Self-Attention with State-Object Weighted Combination for Compositional Zero Shot Learning

Object recognition has become prevalent across various industries. However, most existing applications are limited to identifying objects alone, without considering their associated states. The ability to recognize both the state and object simultaneously remains less common. One approach to address this is by treating state and object as a single category during training. However, this approach poses challenges in data collection and training since it requires comprehensive data for all possible combinations. Compositional Zero-shot Learning (CZSL) emerges as a viable solution by treating the state and object as distinct categories during training. CZSL facilitates the identification of novel compositions even in the absence of data for every conceivable combination.

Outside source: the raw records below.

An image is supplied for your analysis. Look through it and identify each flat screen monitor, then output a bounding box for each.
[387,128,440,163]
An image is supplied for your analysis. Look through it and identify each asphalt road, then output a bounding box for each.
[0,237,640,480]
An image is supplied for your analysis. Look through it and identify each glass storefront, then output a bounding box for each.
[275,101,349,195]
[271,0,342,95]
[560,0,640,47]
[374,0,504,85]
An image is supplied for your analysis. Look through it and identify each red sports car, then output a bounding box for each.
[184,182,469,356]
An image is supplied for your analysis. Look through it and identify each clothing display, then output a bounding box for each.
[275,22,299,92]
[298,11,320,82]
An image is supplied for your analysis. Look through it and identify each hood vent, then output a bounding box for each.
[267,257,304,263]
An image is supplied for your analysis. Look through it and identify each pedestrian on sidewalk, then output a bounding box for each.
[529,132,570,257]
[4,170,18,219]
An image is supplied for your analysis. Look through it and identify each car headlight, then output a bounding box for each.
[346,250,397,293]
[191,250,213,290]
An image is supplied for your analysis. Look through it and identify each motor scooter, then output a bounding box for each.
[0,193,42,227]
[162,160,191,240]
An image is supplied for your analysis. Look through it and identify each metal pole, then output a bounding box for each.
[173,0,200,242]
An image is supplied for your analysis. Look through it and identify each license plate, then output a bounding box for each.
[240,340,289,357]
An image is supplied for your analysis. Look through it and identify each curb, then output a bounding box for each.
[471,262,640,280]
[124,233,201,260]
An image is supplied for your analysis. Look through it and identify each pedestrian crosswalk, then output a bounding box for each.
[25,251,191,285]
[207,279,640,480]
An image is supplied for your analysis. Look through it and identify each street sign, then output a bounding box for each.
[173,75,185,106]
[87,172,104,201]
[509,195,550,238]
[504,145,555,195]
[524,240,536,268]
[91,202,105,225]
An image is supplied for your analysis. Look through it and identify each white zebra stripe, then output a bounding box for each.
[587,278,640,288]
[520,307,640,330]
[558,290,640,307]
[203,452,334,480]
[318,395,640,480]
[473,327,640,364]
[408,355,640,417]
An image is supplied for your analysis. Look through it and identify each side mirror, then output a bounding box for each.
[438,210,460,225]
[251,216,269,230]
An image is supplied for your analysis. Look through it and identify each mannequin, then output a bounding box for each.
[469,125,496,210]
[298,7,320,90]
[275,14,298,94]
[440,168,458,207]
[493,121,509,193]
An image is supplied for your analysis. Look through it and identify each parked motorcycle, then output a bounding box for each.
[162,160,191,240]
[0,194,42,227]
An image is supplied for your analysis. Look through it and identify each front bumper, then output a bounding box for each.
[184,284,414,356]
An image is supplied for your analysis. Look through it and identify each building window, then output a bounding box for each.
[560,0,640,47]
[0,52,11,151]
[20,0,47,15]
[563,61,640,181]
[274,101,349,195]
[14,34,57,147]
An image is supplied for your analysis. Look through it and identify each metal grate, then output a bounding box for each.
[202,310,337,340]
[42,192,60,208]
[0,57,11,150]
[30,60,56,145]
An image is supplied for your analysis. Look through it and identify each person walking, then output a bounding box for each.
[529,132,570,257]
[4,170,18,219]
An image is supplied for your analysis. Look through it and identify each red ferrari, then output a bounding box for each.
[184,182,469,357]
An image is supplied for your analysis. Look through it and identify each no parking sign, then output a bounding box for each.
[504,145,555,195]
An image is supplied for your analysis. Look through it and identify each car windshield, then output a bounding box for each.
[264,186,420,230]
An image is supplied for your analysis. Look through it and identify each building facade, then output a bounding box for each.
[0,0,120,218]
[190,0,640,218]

The current state-of-the-art method, KG-SP, addresses this issue by training distinct classifiers for states and objects, while leveraging a semantic model to evaluate the plausibility of composed compositions. However, KG-SP's accuracy in state and object recognition can be further improved, and it fails to consider the weighting of states and objects during composition. In this study, we propose SASOW, an enhancement of KG-SP that considers the weighting of states and objects while improving composition recognition accuracy. First, we introduce self-attention mechanisms into the classifiers for states and objects, leading to enhanced accuracy in recognizing both. Additionally, we incorporate the weighting of states and objects during composition to generate more reasonable and accurate compositions. Our validation process involves testing SASOW on three established benchmark datasets. Experimental outcomes affirm when compared against OW-CZSL approach, KG-SP, SASOW showcases improvements of 2.1%, 1.7%, and 0.4% in terms of accuracy for unseen compositions across the MIT-States, UT Zappos, and C-GQA datasets, respectively.